This is installment number four of my responses to Bart Ehrman’s newest book on christology. I began with my previous post my examination of the third chapter entitled ‘Did Jesus Think He Was God?’
On page 124 Ehrman continues to build his argument which serves to contrast the christologies of the Synoptics with the Fourth Gospel. I was quite disappointed when he elected to deploy John 10:30 in order to make his case. John 10:30 has Jesus declaring, “I and the Father are one” (ἐγὼ καὶ ὁ πατὴρ ἕν ἐσμεν). Ehrman further elaborates on this passage on page 125 when he makes such statements as, “he is saying that he is equal with God,” “who was in fact equal with God,” etc.
The reason I say that this is disappointing is because even the most conservative scholars of Johannine literature don’t interpret John 10:30 as if Jesus is claiming coequality with God.
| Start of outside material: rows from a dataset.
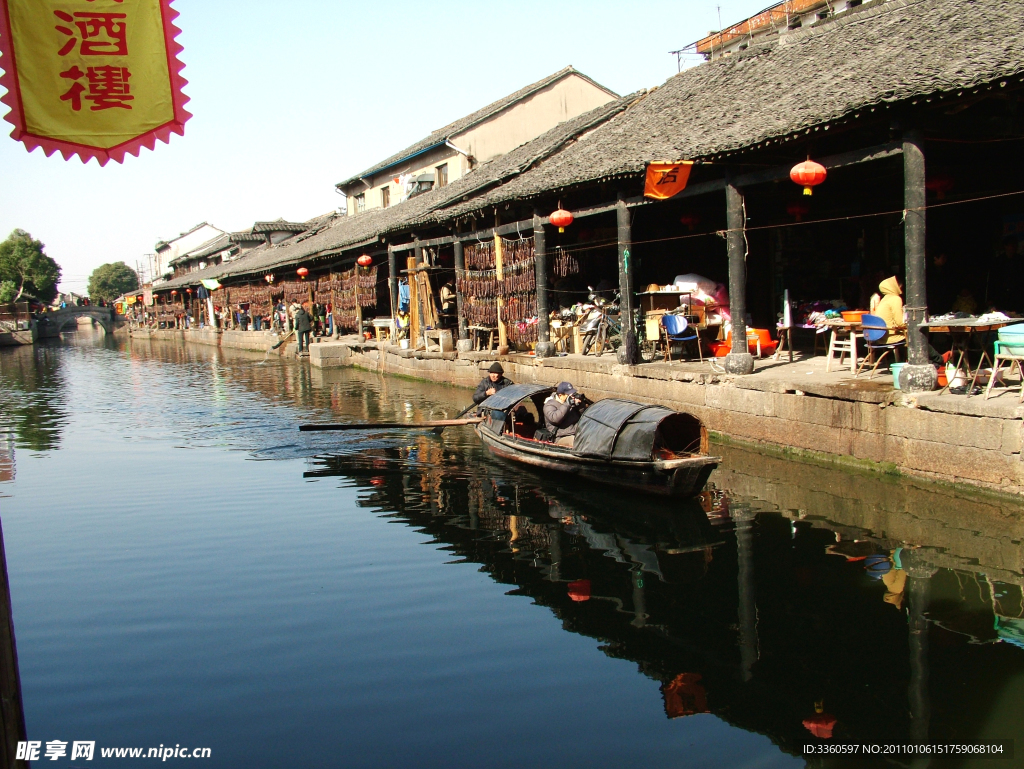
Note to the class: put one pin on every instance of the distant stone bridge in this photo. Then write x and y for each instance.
(61, 317)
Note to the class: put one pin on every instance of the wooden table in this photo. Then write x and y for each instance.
(843, 327)
(962, 332)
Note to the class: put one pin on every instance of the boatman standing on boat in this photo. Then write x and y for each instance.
(562, 411)
(492, 383)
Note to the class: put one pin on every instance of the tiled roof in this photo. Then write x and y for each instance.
(894, 52)
(441, 134)
(215, 246)
(279, 225)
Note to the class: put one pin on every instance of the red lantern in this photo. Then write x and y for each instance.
(808, 174)
(798, 210)
(561, 219)
(580, 590)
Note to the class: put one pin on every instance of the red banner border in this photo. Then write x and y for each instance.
(12, 99)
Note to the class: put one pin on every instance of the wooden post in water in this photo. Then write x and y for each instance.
(11, 711)
(919, 375)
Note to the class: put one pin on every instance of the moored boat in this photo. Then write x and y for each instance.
(643, 447)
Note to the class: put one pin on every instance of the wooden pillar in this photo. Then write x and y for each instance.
(460, 270)
(392, 280)
(414, 303)
(920, 375)
(544, 346)
(11, 711)
(629, 352)
(739, 360)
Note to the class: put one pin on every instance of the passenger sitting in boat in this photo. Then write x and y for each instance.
(492, 383)
(562, 411)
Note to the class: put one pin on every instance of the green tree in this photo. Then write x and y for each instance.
(108, 282)
(24, 264)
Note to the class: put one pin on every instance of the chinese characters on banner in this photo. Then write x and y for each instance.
(94, 78)
(667, 179)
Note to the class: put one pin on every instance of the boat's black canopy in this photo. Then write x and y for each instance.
(609, 429)
(506, 397)
(619, 429)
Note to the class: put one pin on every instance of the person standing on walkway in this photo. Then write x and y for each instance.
(303, 325)
(890, 309)
(492, 383)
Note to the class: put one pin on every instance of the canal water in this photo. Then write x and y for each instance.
(186, 569)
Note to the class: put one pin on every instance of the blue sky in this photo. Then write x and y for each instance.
(289, 98)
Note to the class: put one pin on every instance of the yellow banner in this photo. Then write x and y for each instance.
(667, 179)
(91, 74)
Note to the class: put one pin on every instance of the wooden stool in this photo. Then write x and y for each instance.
(842, 346)
(1012, 360)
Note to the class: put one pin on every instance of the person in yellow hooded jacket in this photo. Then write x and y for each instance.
(890, 309)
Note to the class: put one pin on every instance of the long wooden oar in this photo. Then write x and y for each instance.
(463, 413)
(393, 425)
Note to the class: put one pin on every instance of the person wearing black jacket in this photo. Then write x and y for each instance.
(492, 383)
(562, 411)
(303, 325)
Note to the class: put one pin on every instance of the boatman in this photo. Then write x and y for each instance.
(562, 411)
(492, 383)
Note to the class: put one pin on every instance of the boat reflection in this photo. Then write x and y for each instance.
(783, 624)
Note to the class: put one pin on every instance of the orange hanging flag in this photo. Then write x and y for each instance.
(667, 179)
(93, 78)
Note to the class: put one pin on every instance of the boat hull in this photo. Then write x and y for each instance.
(681, 477)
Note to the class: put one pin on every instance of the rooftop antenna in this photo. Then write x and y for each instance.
(721, 38)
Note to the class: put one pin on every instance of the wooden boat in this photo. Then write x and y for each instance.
(632, 445)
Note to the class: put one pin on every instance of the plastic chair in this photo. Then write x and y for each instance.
(873, 331)
(675, 328)
(1014, 355)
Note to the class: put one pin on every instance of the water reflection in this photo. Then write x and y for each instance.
(780, 623)
(781, 601)
(11, 710)
(33, 396)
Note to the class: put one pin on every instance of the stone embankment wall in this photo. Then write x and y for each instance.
(954, 441)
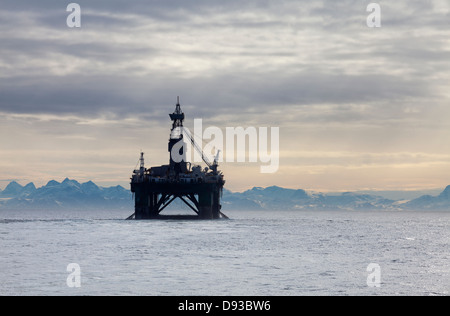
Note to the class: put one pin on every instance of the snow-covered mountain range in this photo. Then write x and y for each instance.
(70, 194)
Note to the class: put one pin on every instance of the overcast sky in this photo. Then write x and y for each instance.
(357, 107)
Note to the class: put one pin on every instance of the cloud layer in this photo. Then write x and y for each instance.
(312, 68)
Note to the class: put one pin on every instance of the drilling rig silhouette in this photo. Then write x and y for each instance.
(154, 189)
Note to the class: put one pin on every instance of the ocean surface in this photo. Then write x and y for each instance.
(254, 253)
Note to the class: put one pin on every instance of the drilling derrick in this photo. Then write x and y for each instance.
(157, 187)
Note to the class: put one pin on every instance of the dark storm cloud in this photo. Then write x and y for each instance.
(108, 79)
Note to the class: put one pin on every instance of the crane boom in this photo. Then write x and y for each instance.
(212, 166)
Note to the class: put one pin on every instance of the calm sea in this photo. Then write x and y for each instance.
(253, 253)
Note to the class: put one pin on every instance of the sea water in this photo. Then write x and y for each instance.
(254, 253)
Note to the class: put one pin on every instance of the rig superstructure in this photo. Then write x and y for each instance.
(157, 187)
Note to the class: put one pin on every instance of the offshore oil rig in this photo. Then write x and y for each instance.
(156, 188)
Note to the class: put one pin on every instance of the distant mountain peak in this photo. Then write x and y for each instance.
(446, 193)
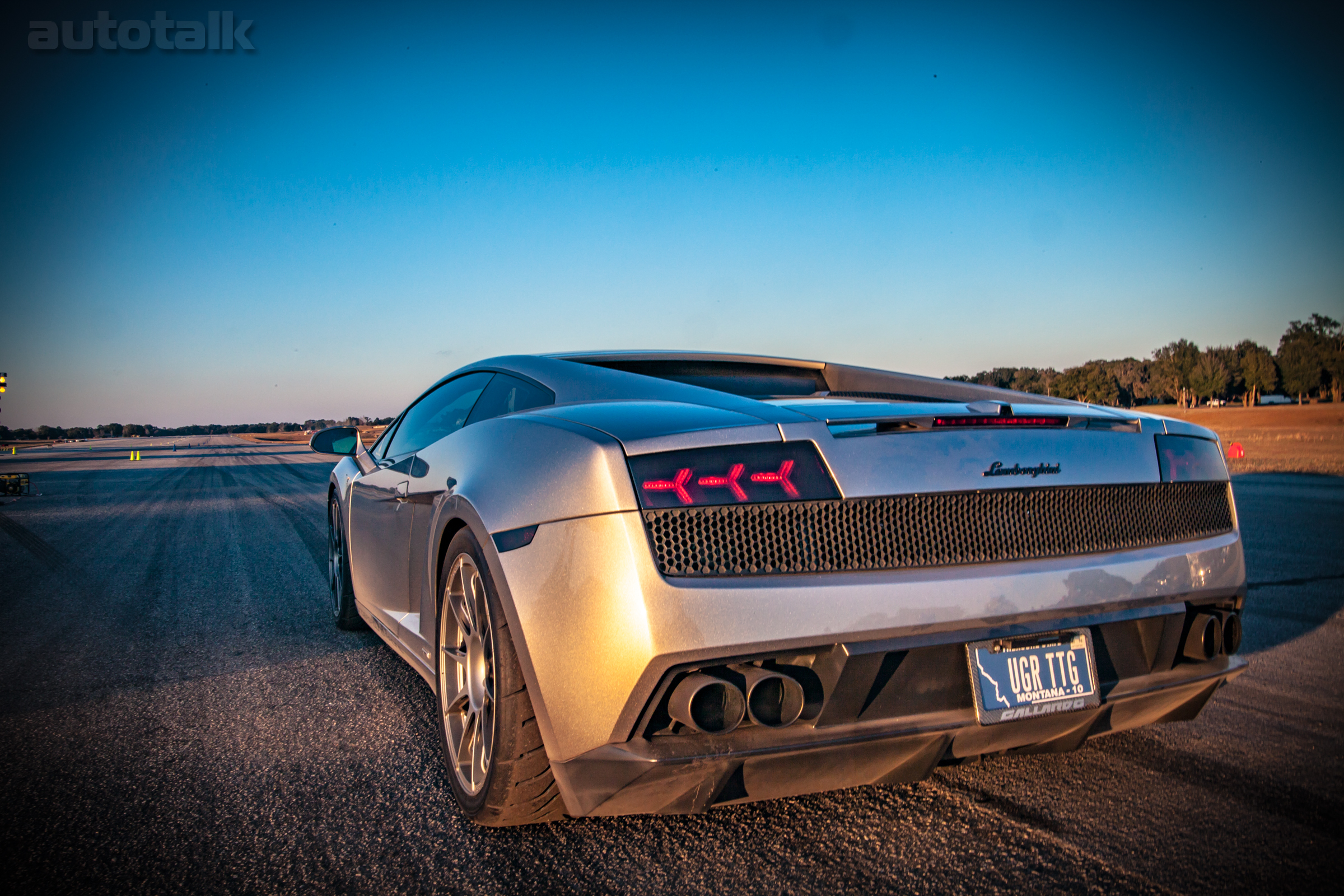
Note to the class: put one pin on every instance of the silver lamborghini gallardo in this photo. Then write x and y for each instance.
(660, 582)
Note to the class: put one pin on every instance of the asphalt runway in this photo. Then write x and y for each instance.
(178, 715)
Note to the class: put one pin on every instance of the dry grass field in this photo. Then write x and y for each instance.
(1277, 438)
(366, 433)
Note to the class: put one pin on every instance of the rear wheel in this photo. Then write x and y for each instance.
(487, 725)
(338, 570)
In fact, that particular argument has for a long time been dropped from christological arguments over the content of the Fourth Gospel. This makes me question whether Ehrman even attempted to consult commentaries on the Gospel of John when he was researching for his current book. Here is what he might find, first from Raymond Brown, The Gospel According to John I-XII,
We note that vss. 28 and 29 make the same statement about Jesus and about the Father: no one can snatch the sheep from either’s hand. This leads us to an understanding of the unity that is expressed in 30: it is a unity of power and operation…in itself this description remains primarily functional – pp. 407-8
Another from Urban C. von Wahlde, The Gospel and Letters of John, vol. 2,
Jesus claims to have the same ability as the Father. In that sense, the Father and Jesus are “one.” Yet, in this context, the statement is not a metaphysical one. It is a statement of functional unity and in spite of its aptness for later Trinitarian debate, I would argue that its original meaning is not substantially different from that of 5:17-18. – p. 473
Or again in the 2nd edition of George R. Beasley-Murray’s John,
The setting of v 30 in relation to v 28-28 shows that a functional unity of the Son and the Father in their care for the sheep is in mind. From earliest times it has been observed that Jesus says, “I and the Father are en, not eis, i.e., one in action, not in person. -p. 174
The late F.F. Bruce makes similar comments in his The Gospel and Epistles of John,
Here we have a particular application of the statements in John 5:19-23. So responsive is the Son to the Father that he is one in mind, one in purpose, one in action with him. -pp. 232-3
James McGrath’s contribution to the SNTSMS entitled John’s Apologetic Christology likewise echoes the same point,
Nonetheless, the claim of the Son to carry out divine prerogatives is the key issue, and thus it is the idea that the Son and the Father are one in action that is in focus in the controversy described in the passage. -p. 119
Marianne Meye Thompson’s article on the Gospel of John in the Dictionary of Jesus and the Gospels is quite informative,
When the Gospel speaks of the unity of the Father and Son, it points especially to their unity in work of revelation and salvation (8:16; 10:25-30; 14:10-11; 17:10). That is to say, the actions and words of Jesus were truly the actions and words of God. -p. 378
Warren Carter’s insightful work on John: Storyteller, Interpreter, Evangelist states,
This intimate reciprocal relationship is marked by unity in function and purpose: they are one (10:30) – p. 53
The commentary on John in the New Interpreter’s Bible, vol. IX, written by Gail R. O’Day, makes a lengthy observation,
It is critical that the contemporary interpreter read v. 30 in the context of Johannine theology and not through the lens of the christological controversies of the second through fourth centuries or of the trinitarian doctrine that developed out of these controversies. The Greek word “one” is neuter, not masculine, so that Jesus is not saying that he and God are one person, or even of one nature or essence. Rather, he is saying that he and God are united in the work that they do. It is impossible to distinguish Jesus’ work from God’s work, because Jesus shares fully in God’s work. -p. 677
I can multiply these quotes, but my aim was to demonstrate that the near consensus of modern scholarship on the Gospel of John understands John 10:30 as a unity in purpose, rather than a statement of coequality between the Father and the Son. The same unity, expressed by the neuter en, is spoken in reference to Christians united with God and Jesus in John 17:22, 24. It is surprising that Ehrman does not cite John 10:29 (“The Father is greater than all”), 14:28 (“The Father is greater than I”), or the powerful 17:3 (“You [Father] are the only true God”). These verses would show that Ehrman’s reconstruction of the Fourth Gospel’s christology has significant room for improvement.
Let this be a lesson to all of us. It does us no good to simply cherry-pick our favorite passages and ignore the ones which might hurt our case. Responsible reconstructions and interpretations require readers to take seriously all of the evidence in addition to honest interaction with what other scholars are writing/saying on that subject.